E-bay recently started their very own gift cards, for sale through 10,000 grocery stores. But you can also get them on-line to e mail to anyone you choose for amounts under $500. But I have a question: With tens of billions of gift cards sold each year, stores get a commission for selling them. What? You thought they sell them to help you out? Nice try. So when we buy the directly from the retailer how come we don’t get a discount?

There is now something called a virtual or disposable credit card. It’s a one-time use card. You get a temporary number that’s linked to your real credit card number and it’s governed by your same cardholder agreement. But it makes nervous people happy as they can use it on-line, and with merchants they don’t really trust. Right now they’re issued by Bank of America and Citigroup. But I never understand why so many people spend all that energy worrying about this kind of stuff. Repeat after me: By law, you are NEVER on the hook for any fraudulent charges on your account. Relax…

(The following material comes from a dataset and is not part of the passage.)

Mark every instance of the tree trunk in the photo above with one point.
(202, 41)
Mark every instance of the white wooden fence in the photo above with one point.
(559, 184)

An RBC Survey last fall reported that about half of all new mortgages made in Canada are 40-year terms. Great news for lenders – probably the worst news for those who actually do it. It’s financial suicide: On a $200,000 mortgage the payment might drop $160 a month, but you’re adding $173,000 of interest. I can think of at least five or six ways to make a 25-year mortgage work, instead of this, and it’s not a stretch to figure there are hundreds of things I’d rather do with $173,000 interest than gifting it to one of the mega banks!

Last month, Visa issued a $19 billion public offering. That was one of the biggest private offerings ever, and on March 18th, the first day of trading, the shares opened at $44. By the end of that day, they were at $56. Debt really does pay if you’re a shareholder, but NOT if you’re broke and paying the interest on the other end of the food chain!